For me, the question is whether there is something to get out of annotation 
processing.  Like, for example, generating a "text" config file that 
matches/extracts all the data that the annotations represent.  That would allow 
ops teams to have "everything" in hand to "tweak".  They'd know everything that 
the developer had allowed them to tweak, and what the defaults were.  

Gregg Wonderly

On Sep 25, 2012, at 7:11 AM, Simon IJskes - QCG <[email protected]> wrote:

> On 25-09-12 11:26, Greg Trasuk wrote:
>> 
>> On Tue, 2012-09-25 at 04:32, Simon IJskes - QCG wrote:
>>> On 25-09-12 09:59, Dan Creswell wrote:
>>>>> Glad you introduced ops teams. Would a middle ground be possible?
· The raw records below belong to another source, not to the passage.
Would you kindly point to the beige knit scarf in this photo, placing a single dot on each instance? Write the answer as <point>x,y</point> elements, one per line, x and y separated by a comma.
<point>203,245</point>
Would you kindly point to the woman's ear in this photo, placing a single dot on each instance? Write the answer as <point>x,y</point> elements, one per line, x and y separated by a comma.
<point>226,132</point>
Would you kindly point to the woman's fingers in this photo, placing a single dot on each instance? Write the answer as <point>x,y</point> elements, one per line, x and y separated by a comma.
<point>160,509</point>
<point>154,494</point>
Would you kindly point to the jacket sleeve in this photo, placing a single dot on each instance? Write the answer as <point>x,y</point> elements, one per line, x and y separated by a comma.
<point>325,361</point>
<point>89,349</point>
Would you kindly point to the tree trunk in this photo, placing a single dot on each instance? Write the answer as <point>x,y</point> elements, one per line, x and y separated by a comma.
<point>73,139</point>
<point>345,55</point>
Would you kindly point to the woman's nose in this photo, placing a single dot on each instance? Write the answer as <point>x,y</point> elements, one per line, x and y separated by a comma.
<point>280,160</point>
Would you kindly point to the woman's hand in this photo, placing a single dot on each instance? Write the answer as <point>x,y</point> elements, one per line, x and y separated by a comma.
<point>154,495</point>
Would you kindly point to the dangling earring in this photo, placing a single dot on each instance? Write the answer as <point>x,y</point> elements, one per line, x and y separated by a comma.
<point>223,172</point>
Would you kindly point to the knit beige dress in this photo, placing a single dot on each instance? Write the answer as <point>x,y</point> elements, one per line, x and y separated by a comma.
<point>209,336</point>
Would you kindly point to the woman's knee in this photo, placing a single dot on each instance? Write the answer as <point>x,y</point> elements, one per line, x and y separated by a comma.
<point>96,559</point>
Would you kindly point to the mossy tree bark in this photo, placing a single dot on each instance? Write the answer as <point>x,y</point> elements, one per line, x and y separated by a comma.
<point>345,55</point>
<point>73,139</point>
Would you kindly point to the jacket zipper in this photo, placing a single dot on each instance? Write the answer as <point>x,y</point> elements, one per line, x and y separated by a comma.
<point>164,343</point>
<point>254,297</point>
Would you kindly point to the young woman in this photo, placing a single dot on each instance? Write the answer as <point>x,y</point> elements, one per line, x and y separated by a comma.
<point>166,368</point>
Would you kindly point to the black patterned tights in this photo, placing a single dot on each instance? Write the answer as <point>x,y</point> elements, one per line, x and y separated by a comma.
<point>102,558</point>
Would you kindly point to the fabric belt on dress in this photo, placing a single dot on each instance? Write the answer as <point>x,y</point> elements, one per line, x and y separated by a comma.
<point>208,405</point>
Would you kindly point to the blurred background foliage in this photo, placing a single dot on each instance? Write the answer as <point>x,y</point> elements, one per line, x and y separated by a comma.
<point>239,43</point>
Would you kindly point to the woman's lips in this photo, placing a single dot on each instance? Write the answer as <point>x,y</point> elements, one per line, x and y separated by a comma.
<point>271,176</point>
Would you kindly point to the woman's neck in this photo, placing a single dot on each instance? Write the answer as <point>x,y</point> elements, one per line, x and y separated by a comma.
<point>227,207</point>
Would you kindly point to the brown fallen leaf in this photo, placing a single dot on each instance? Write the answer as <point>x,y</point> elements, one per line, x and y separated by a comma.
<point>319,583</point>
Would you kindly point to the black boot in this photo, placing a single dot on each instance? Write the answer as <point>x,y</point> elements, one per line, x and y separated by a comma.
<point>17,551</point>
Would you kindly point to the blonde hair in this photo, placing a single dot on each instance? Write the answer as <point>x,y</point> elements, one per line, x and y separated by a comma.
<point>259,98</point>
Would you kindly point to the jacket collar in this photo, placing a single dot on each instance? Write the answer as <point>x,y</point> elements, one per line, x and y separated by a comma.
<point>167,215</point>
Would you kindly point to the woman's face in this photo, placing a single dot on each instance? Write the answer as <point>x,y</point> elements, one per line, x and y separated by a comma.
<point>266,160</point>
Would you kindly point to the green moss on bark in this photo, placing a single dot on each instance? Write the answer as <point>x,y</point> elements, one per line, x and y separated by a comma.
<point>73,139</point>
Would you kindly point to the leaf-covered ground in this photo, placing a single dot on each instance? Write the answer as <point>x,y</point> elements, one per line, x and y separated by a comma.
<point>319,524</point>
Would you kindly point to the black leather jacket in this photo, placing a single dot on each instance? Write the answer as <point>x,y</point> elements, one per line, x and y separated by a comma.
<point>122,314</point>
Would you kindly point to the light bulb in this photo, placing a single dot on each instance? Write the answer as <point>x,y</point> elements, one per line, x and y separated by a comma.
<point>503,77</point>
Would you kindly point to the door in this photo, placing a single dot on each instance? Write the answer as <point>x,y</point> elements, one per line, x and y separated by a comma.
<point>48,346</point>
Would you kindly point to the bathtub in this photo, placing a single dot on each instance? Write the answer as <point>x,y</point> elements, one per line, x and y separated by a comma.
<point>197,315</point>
Two
>>>>> options: A annotation refering to a part in a deployment configuration
>>>>> file, or using the annotations as defaults, and provide ops team with a
>>>>> overriding option?
>>>> I was edging towards the latter whilst scribbling the above...
>>> 
>>> We need an id to hang overrides onto, so i've created the ServiceClass
>>> annotation. Greg, are you ok with this?
>> 
>> Sure.  I suspect we need to flesh out some samples and see how they
>> look, then edit the "annotation vocabulary".
> 
> I've created 
> <http://svn.apache.org/viewvc/river/jtsk/trunk/netbeans/federation/src/org/apache/river/federation/IntrospectionConfiguration.java?view=markup>.
> 
> Would this be too much encapsulation? It would be nice if we had some kind of 
> introspection information collector where we can put all annotation parsing.